An dem Beispiel des Salonwagens Hitlers 10 222 verdeutlichte Prof. Fiegenbaum ein modernes Museumskonzept, das Eisenbahn als Teil der kulturellen Entwicklung vermittelt. So könnte dieses Exponat als „staatstragend“ Zeitgeschichte dokumentieren.

Auf Veränderungen kleinen Stils setzte auch Michael Hergarten. Der junge Museumseisenbahner brachte seine „Überlegungen zur Angebotsplanung am Beispiel der Brohltalbahn“ vor dem Hintergrund ein, dass ein veränderter Lebensstil auch Veränderungen in der Fahrplangestaltung nach sich ziehen müsse.

Den Focus auf zwei Nachbarbereiche historischer Fahrbetriebe richteten die Vorträge von Axel Reuther über die Arge Historischer Nahverkehr und von Marcus Mandelartz über den AK Feldbahn-Parkbahn. Der Arbeitsgemeinschaft historischer Nahverkehr gehören Vereinigungen an, die historische Straßenbahnen, Auto- und O-Busse unterhalten. Hier werden gemeinsam Lösungen für anstehende Probleme gesucht. Desgleichen im AK Feldbahn-Parkbahn, der nach einem tragischen Unfall in Guldental entstand, bei dem sich das unterschätzte Gefährdungspotential bei Feldbahnen offenbarte. Der Arbeitskreis entwickelt technische Regeln, Leitlinien und Gefährdungsbeurteilungen.

Themen aus der Praxis von Museumsbahnen stand dann auch im Mittelpunkt der weiteren Referate am Sonntag. Axel Valentiner-Branth stellte den Korrosionsschutz „Branthokorrux 3 in 1“ für Metallobjekte vor. Michael Oberländer unterbreitete seine Gedanken zum Erhalt der Museumsbahnen trotz hoher Auflagen durch die Sicherheitsbescheinigung (SiBe). Er stellte dabei in Frage, dass Museumsbahnen auch weiterhin über Fremd-EVU fahren können – eine Einschätzung, die auch Ludger Guttwein unterstrich, als er seine Erfahrungen mit Systembereisungen zweier EVU wiedergab.
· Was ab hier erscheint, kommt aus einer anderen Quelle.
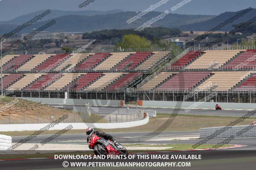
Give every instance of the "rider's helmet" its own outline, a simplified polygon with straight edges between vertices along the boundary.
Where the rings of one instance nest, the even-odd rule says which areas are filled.
[[[94,132],[94,130],[92,128],[89,127],[86,129],[86,134],[88,136]]]

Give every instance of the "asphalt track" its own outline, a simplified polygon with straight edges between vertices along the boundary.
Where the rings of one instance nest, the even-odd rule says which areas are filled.
[[[60,105],[51,105],[51,106],[60,106]],[[66,105],[68,106],[68,105]],[[70,106],[72,106],[71,105]],[[79,106],[78,105],[76,106],[77,107],[77,109],[80,109]],[[118,109],[118,107],[106,107],[106,106],[92,106],[92,107],[99,107],[108,108],[108,112],[111,111],[114,112]],[[84,107],[82,107],[83,109],[84,108]],[[120,107],[120,108],[126,108],[126,107]],[[129,107],[129,108],[131,109],[136,109],[136,107]],[[188,112],[185,111],[185,109],[183,108],[161,108],[157,107],[145,107],[143,108],[145,110],[151,110],[156,111],[157,113],[169,113],[169,114],[185,114],[187,115],[204,115],[208,116],[238,116],[241,117],[244,115],[248,113],[248,112],[251,111],[249,110],[246,110],[245,109],[234,109],[234,110],[216,110],[214,109],[214,107],[213,106],[213,108],[205,108],[205,109],[191,109],[190,111]],[[138,107],[138,109],[141,110],[142,109],[142,107]],[[225,108],[223,108],[225,109]],[[109,113],[108,112],[107,113]],[[251,116],[251,117],[256,117],[256,115],[253,115]]]
[[[136,108],[136,107],[135,107]],[[116,109],[116,108],[113,108]],[[185,113],[184,109],[174,109],[170,108],[156,108],[146,107],[145,109],[154,110],[158,113],[179,113],[180,114],[190,114],[202,115],[221,115],[229,116],[242,116],[246,114],[248,111],[222,110],[216,111],[211,110],[192,109],[188,113]],[[175,113],[177,110],[178,113]],[[143,143],[143,144],[195,144],[200,141],[199,139],[179,140],[162,140],[159,141],[148,141],[149,139],[158,137],[162,137],[181,136],[198,136],[199,131],[187,131],[183,132],[129,132],[124,133],[112,133],[111,134],[117,139],[120,143]],[[28,142],[31,143],[40,143],[44,139],[49,137],[51,135],[40,135],[36,138],[31,139]],[[12,138],[13,142],[18,142],[20,139],[26,137],[17,137]],[[69,140],[85,140],[86,137],[84,134],[63,134],[57,137],[52,141],[52,142],[60,142]],[[225,139],[212,139],[206,143],[209,144],[217,144],[221,142]],[[231,144],[238,144],[247,145],[242,148],[234,148],[216,151],[204,151],[193,152],[172,152],[157,154],[200,154],[202,155],[202,159],[200,160],[190,161],[191,166],[190,167],[179,167],[179,169],[255,169],[256,167],[256,138],[235,138],[229,143]],[[63,145],[65,147],[65,145]],[[156,154],[152,153],[152,154]],[[1,155],[0,155],[0,157]],[[64,160],[54,159],[34,159],[26,160],[15,160],[11,161],[0,161],[0,169],[52,169],[63,168],[62,165]],[[75,160],[76,161],[89,162],[91,160]],[[180,161],[180,160],[179,160]],[[71,160],[68,160],[70,162]],[[104,161],[104,160],[99,161]],[[108,160],[108,161],[109,161]],[[112,160],[111,161],[119,161]],[[166,162],[166,160],[163,159],[157,160],[141,160],[135,159],[133,161],[136,162]],[[74,168],[67,169],[74,169]],[[119,169],[120,167],[83,167],[83,169]],[[135,168],[124,168],[129,169],[157,169],[159,167],[136,167]],[[173,169],[176,169],[172,168]],[[80,168],[79,168],[79,169]]]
Jürgen Lange, Betriebsleiter der Kandertalbahn, veranschaulichte unter dem Titel „Wie weit darf man mit Regionalbahnstatus auf DB-Strecken fahren?“ die Probleme der Definition und die sich daraus ergebenden Konsequenzen.bezüglich SiBe und SMS. Von Schwierigkeiten hatte auch Thomas Horn, Wutachtalbahn, zu berichten: „Wer haftet bei übermäßigem Radreifenverschleiß?“ Der Sachschaden beträgt etwa 300 000 Euro. Die Ursache vermutet man in einer Spurverengung durch feuchtigkeitsbedingte Formänderungen der Holzschwellen. Zur Klärung werden Sachverständige herangezogen. Da die Stadt Blumberg Eigentümerin der Strecke und EVU für die Wutachtalbahn ist, bleibt die Frage der Haftung noch offen.
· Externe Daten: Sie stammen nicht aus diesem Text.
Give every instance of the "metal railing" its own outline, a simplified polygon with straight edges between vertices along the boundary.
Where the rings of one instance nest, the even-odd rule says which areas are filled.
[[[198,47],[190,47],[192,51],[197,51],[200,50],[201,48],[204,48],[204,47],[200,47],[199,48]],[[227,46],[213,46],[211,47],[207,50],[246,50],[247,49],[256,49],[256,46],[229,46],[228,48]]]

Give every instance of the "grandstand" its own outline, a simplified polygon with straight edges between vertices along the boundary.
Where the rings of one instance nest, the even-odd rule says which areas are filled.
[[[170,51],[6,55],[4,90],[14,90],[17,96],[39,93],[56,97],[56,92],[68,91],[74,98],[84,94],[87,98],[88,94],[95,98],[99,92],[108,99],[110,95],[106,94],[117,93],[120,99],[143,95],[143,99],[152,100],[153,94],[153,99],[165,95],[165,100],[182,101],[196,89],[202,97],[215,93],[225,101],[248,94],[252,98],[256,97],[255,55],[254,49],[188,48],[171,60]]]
Das Damoklesschwert SMS für die Museumseisenbahnen will der VDMT entschärfen, indem eine Projektgruppe sich dem Thema widmet mit dem Ziel der Erlangung von Sicherheitsbescheinigungen gemäß § 7 a AEG für jene Museums- und Touristikbahnen, die diese benötigen, und Hilfestellung beim Aufbau von Sicherheitsmanagementsystemen für Museums- und Touristikbahnen (SMS-Module). Dr. Harald Elsner (VVM) berichtete nach zwei Treffen mit Kai Edelmann (Warnetalbahn), Klaus Heckemanns (UEF), Jürgen Lange (Kandertalbahn), Andreas Schütte (AVL) und Harald Uhle (MEM) über den derzeitigen Sachstand.
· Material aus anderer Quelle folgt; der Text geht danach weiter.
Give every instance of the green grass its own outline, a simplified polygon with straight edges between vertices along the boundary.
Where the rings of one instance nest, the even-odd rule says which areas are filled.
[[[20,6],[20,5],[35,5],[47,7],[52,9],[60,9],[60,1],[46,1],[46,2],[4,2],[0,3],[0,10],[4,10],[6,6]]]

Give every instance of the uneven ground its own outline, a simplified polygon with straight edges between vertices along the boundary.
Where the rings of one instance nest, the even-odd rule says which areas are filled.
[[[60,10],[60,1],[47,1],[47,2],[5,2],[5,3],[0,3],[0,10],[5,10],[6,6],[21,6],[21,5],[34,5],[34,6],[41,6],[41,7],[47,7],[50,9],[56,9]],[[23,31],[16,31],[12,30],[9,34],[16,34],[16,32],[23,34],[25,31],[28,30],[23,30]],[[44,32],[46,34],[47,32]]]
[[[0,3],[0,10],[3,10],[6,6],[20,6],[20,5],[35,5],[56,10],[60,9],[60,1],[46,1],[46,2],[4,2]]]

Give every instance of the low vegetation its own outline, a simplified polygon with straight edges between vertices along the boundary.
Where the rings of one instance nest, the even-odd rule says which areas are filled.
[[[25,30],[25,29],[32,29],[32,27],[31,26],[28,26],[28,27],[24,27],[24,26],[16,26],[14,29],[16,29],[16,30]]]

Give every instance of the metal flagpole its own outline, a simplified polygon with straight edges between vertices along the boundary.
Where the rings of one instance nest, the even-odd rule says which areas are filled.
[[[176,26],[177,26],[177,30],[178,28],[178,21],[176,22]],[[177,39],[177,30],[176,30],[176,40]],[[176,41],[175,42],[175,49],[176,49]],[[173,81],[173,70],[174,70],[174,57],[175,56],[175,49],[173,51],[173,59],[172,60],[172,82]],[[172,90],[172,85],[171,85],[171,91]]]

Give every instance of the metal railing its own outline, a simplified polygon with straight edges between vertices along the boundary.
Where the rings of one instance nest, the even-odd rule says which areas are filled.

Ein Überblick über die Verbandsarbeit des Vorsitzenden ergänzte das Vortragsprogramm. Wolfram Bäumer schilderte seine Erfahrungen aus Antrittsbesuchen, den Haushaltsverlauf 2011 und die Projekte SMS-Module, Unfallversicherung über die VGB, Buchungssystem, neuer Webauftritt und Zeichnungen/Vorschriften.